Does data shuffle occur when use Hive window function on data that already on the same node?
Specifically in the following example, before use window function data are already repartitioned by 'City' with Spark repartition() function, which should ensure all data of city 'A' co-localized on the same node (assuming data for a city can fit in to one node).
df = sqlContext.createDataFrame(
[('A', '1', 2009, "data1"),
('A', '1', 2015, "data2"),
('A', '22', 2015, "data3"),
('A', '22', 2016, "data4"),
('BB', '333', 2014, "data5"),
('BB', '333', 2012, "data6"),
('BB', '333', 2016, "data7")
],
("City", "Person","year", "data"))
df = df.repartition(2, 'City')
df.show()
# +----+------+----+-----+
# |City|Person|year| data|
# +----+------+----+-----+
# | BB| 333|2012|data6|
# | BB| 333|2014|data5|
# | BB| 333|2016|data7|
# | A| 22|2016|data4|
# | A| 22|2015|data3|
# | A| 1|2009|data1|
# | A| 1|2015|data2|
# +----+------+----+-----+
Then I have to do a window function partition by 'Person', which is not the partition key in Spark repartition() as follows.
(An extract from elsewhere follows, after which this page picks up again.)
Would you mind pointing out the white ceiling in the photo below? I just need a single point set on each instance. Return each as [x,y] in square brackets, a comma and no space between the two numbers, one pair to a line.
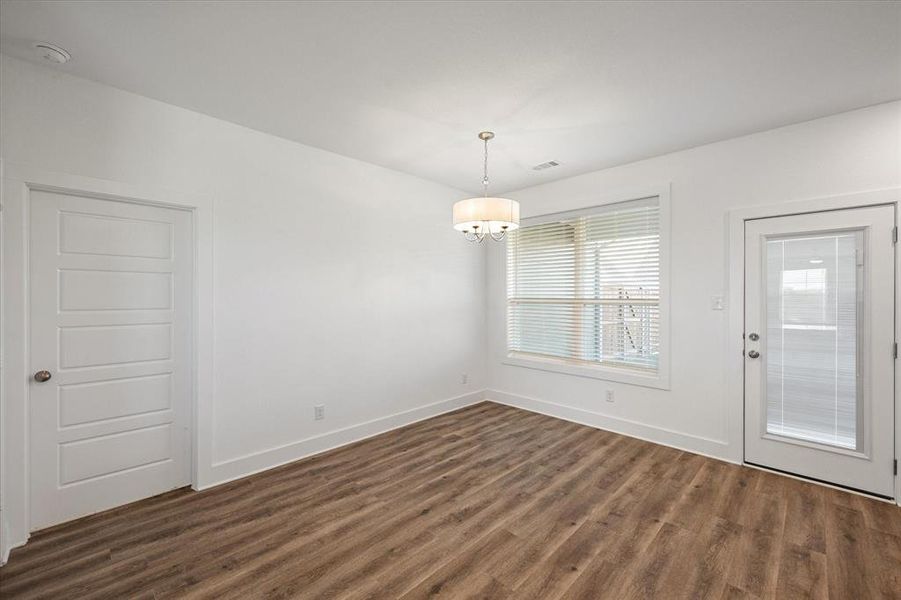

df.registerTempTable('example')
sqlStr = """\
select *,
row_number() over (partition by Person order by year desc) ranking
from example
"""
sqlContext.sql(sqlStr).show(100)
# +----+------+----+-----+-------+
# |City|Person|year| data|ranking|
# +----+------+----+-----+-------+
# | BB| 333|2016|data7| 1|
# | BB| 333|2014|data5| 2|
# | BB| 333|2012|data6| 3|
# | A| 1|2015|data2| 1|
# | A| 1|2009|data1| 2|
# | A| 22|2016|data4| 1|
# | A| 22|2015|data3| 2|
# +----+------+----+-----+-------+
Here are my questions:
Is there any relation or difference between Spark "repartition" and Hive "partition by"? Under the hood, are they translated to the same thing on Spark?
I want to check whether my following understanding is correct. Even all data already on the same node, if I call Spark df.repartition('A_key_different_from_current_partidion_key'), data will be shuffled to many nodes, instead of stay together on the same node.
BTW, I would also curious whether it is simple to implement the example Hive query with Spark window function.